Pangandaran, inakor.id – Badan Permusyawaratan Desa (BPD) Pangandaran bersama Pemerintah Desa Pangandaran menggelar Musyawarah Desa Khusus (Musdesus) untuk membentuk Koperasi Merah Putih Desa Pangandaran Tahun 2025. Kegiatan ini berlangsung di Aula Desa Pangandaran, Kamis (22/5/2025), dan di hadiri oleh berbagai unsur masyarakat serta pemangku kepentingan desa.
Musdesus tersebut di hadiri langsung oleh Kepala Desa Pangandaran, Ketua BPD, pendamping desa, perwakilan dinas terkait, Babinsa, Bhabinkamtibmas, tokoh masyarakat, serta warga dari tiga dusun di Desa Pangandaran.
Kepala Desa Pangandaran, Adi Fitriadi, dalam sambutannya menegaskan bahwa pembentukan koperasi merupakan langkah strategis untuk memperkuat ekonomi kerakyatan di desa. Ia menyatakan, koperasi merupakan wadah kolaboratif yang mengedepankan asas kekeluargaan dan semangat gotong royong.

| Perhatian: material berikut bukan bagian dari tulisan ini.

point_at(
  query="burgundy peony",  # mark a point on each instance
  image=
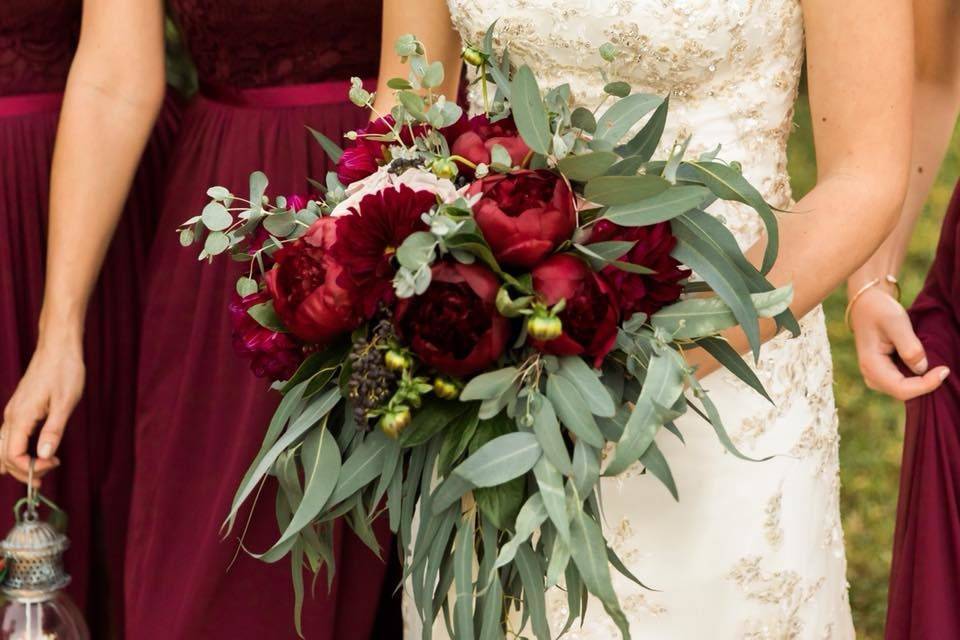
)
(474, 139)
(305, 290)
(524, 215)
(590, 317)
(368, 237)
(454, 326)
(644, 293)
(272, 354)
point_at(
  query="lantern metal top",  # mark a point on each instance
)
(33, 550)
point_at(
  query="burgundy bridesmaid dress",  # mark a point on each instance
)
(37, 42)
(266, 70)
(924, 597)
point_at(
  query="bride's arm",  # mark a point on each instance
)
(429, 20)
(114, 92)
(860, 73)
(880, 324)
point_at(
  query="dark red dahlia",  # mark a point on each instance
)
(644, 293)
(454, 325)
(272, 354)
(590, 317)
(368, 237)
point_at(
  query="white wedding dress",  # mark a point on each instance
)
(752, 550)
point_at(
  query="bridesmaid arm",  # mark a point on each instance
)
(880, 325)
(860, 73)
(429, 21)
(114, 93)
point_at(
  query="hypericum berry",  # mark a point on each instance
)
(397, 360)
(444, 168)
(446, 388)
(394, 422)
(473, 56)
(544, 326)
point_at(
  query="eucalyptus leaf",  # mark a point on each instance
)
(619, 190)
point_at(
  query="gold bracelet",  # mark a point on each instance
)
(889, 279)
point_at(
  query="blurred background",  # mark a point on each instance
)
(871, 425)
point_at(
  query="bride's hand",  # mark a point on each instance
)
(881, 329)
(47, 393)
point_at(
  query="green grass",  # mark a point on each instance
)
(871, 425)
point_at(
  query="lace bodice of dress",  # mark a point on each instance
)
(37, 41)
(730, 66)
(242, 43)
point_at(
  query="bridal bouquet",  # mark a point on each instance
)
(476, 321)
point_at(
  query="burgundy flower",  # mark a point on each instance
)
(272, 354)
(454, 325)
(590, 316)
(644, 293)
(524, 215)
(475, 138)
(305, 290)
(368, 237)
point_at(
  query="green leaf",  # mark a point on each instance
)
(664, 206)
(463, 555)
(572, 410)
(528, 111)
(583, 118)
(550, 483)
(547, 429)
(727, 356)
(586, 467)
(614, 190)
(321, 465)
(434, 416)
(362, 467)
(662, 386)
(488, 386)
(588, 165)
(333, 151)
(531, 575)
(619, 89)
(266, 316)
(625, 113)
(588, 382)
(699, 317)
(588, 549)
(723, 276)
(216, 217)
(654, 462)
(729, 184)
(645, 143)
(313, 413)
(216, 243)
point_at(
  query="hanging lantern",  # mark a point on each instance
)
(37, 608)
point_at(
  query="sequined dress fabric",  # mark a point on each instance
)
(752, 550)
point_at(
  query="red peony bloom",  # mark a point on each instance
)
(367, 240)
(644, 293)
(305, 290)
(272, 354)
(454, 326)
(524, 215)
(590, 317)
(473, 139)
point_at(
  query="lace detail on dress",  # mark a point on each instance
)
(37, 42)
(241, 44)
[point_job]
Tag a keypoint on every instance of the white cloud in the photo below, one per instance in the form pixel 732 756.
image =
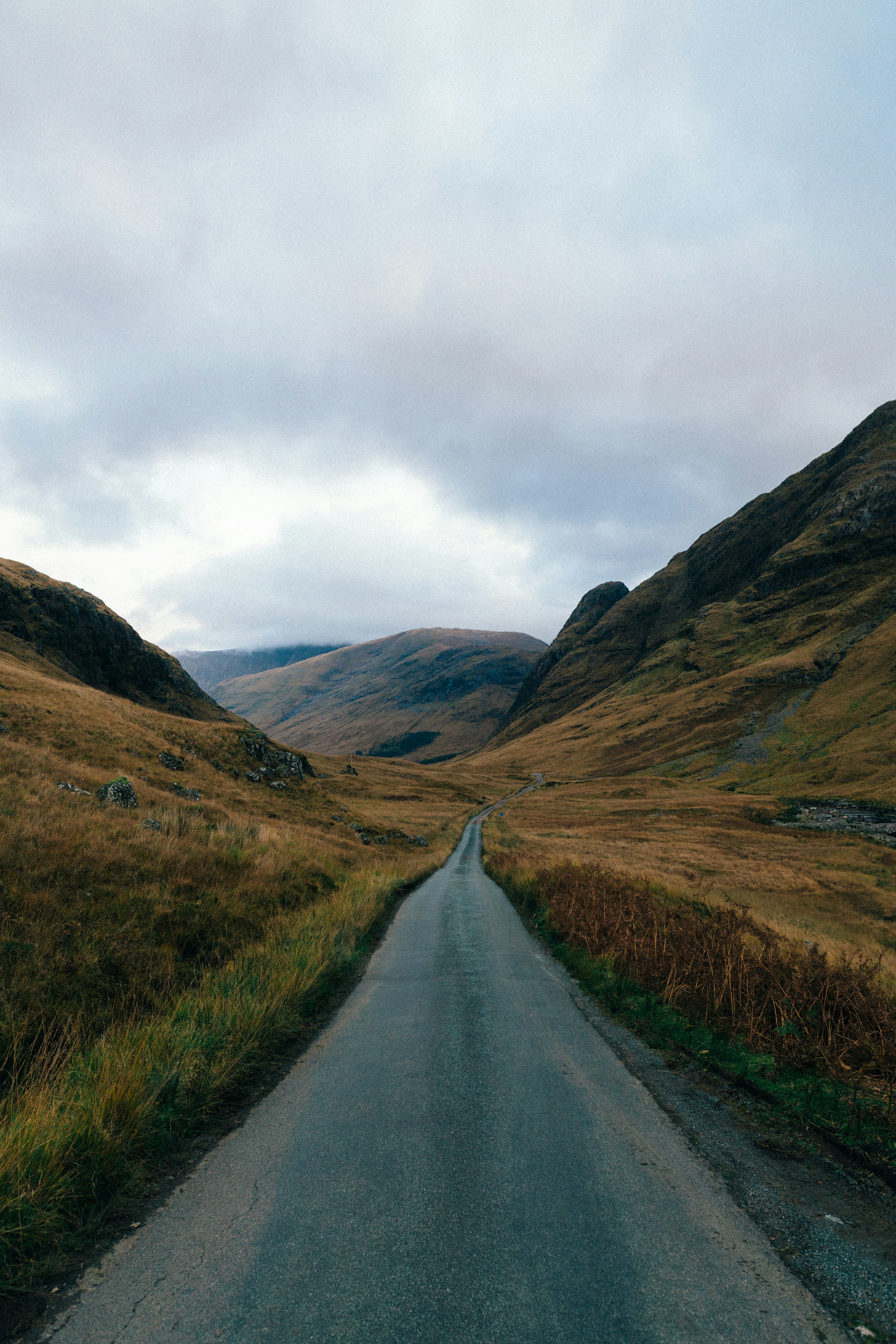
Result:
pixel 549 289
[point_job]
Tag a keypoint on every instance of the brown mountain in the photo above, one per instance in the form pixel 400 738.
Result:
pixel 84 638
pixel 762 652
pixel 421 695
pixel 210 667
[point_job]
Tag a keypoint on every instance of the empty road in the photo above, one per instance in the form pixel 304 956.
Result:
pixel 459 1158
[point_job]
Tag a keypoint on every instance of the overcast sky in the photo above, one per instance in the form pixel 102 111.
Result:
pixel 327 320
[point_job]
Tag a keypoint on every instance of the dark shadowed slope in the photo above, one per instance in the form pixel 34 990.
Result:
pixel 422 694
pixel 596 604
pixel 210 667
pixel 796 589
pixel 84 638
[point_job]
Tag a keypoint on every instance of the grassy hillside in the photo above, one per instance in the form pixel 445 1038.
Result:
pixel 80 635
pixel 836 890
pixel 210 667
pixel 152 957
pixel 761 659
pixel 421 695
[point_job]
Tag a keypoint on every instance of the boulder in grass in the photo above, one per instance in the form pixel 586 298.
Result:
pixel 121 792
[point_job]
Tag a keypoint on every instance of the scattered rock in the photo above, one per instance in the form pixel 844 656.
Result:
pixel 121 792
pixel 281 763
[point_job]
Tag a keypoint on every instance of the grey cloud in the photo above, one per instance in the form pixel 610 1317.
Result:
pixel 597 272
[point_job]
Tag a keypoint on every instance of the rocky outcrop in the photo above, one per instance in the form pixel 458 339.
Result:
pixel 121 792
pixel 275 761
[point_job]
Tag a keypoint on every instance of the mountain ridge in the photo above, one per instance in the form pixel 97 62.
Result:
pixel 210 667
pixel 449 685
pixel 77 634
pixel 742 659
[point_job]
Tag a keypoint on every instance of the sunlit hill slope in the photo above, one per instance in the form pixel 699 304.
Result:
pixel 421 695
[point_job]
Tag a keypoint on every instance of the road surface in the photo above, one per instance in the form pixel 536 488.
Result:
pixel 459 1158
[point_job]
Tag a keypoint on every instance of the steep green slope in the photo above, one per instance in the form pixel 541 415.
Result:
pixel 773 597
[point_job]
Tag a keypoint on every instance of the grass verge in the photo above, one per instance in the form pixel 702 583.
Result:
pixel 854 1112
pixel 84 1127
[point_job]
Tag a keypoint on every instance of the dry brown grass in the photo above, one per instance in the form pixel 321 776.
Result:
pixel 725 970
pixel 835 890
pixel 146 974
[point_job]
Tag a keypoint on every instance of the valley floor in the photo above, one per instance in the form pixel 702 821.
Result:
pixel 835 890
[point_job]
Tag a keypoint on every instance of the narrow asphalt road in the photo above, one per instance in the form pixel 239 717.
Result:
pixel 459 1158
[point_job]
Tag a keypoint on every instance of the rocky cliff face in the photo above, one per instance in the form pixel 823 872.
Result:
pixel 778 593
pixel 82 636
pixel 593 607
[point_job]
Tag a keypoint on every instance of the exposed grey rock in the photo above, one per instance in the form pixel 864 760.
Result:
pixel 291 764
pixel 121 792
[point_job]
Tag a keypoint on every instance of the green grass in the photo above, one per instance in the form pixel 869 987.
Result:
pixel 85 1128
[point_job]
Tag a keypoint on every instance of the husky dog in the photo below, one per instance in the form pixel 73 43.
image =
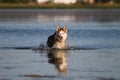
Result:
pixel 58 39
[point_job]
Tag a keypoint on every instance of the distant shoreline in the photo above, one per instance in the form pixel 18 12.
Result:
pixel 59 6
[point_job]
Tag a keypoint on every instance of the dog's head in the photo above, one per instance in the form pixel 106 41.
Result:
pixel 61 33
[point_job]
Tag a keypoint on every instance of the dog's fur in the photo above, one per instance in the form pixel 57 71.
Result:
pixel 58 39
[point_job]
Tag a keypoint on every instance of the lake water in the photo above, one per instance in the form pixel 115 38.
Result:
pixel 95 32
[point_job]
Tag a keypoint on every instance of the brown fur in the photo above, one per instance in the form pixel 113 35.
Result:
pixel 58 39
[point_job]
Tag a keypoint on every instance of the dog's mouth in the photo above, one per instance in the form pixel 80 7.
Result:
pixel 60 38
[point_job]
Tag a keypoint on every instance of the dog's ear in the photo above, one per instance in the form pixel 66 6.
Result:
pixel 65 28
pixel 58 28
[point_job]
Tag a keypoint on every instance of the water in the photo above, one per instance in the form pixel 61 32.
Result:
pixel 94 32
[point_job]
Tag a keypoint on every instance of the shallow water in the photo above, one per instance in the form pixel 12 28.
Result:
pixel 94 32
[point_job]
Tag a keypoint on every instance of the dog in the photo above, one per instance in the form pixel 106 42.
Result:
pixel 58 39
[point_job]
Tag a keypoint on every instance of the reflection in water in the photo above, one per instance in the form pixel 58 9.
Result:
pixel 60 15
pixel 58 58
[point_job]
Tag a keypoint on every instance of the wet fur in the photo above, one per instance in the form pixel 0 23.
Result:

“Melalui koperasi, masyarakat belajar untuk saling percaya, bekerja sama, dan saling menguatkan demi kemakmuran bersama. Pembentukan Koperasi Merah Putih ini juga merujuk pada Instruksi Presiden Nomor 9 Tahun 2025, Surat Edaran Menteri Koperasi Nomor 1 Tahun 2025, serta SK Menteri Nomor 9 Tahun 2025,” ujarnya.
Ketua BPD Desa Pangandaran, Abdi Maliki, menambahkan bahwa pelaksanaan Musdesus telah melibatkan seluruh elemen masyarakat desa. Ia mengapresiasi partisipasi tinggi warga dan para undangan yang hadir.
“Alhamdulillah, seluruh undangan hadir dalam Musdesus ini. Kami berterima kasih atas antusiasme masyarakat yang tetap menyempatkan diri di tengah kesibukannya,” tuturnya.
Dalam forum Musdesus tersebut, Didin Sahrudin terpilih sebagai Ketua Koperasi Merah Putih Desa Pangandaran. Usai terpilih, ia menyampaikan komitmennya untuk memajukan sektor ekonomi desa, khususnya bagi pelaku usaha, nelayan, dan petani.
“Mayoritas masyarakat di Desa Pangandaran berprofesi sebagai pedagang dan nelayan. Kami akan berupaya maksimal agar koperasi ini benar-benar memberi manfaat dan mendukung kesejahteraan mereka,” katanya.
Ia pun berharap, kehadiran Koperasi Merah Putih mampu meningkatkan taraf hidup warga dan mendorong terwujudnya kemandirian ekonomi desa.
“Semoga koperasi ini menjadi motor penggerak kesejahteraan masyarakat dan menciptakan desa yang lebih produktif dan makmur,” pungkas Didin.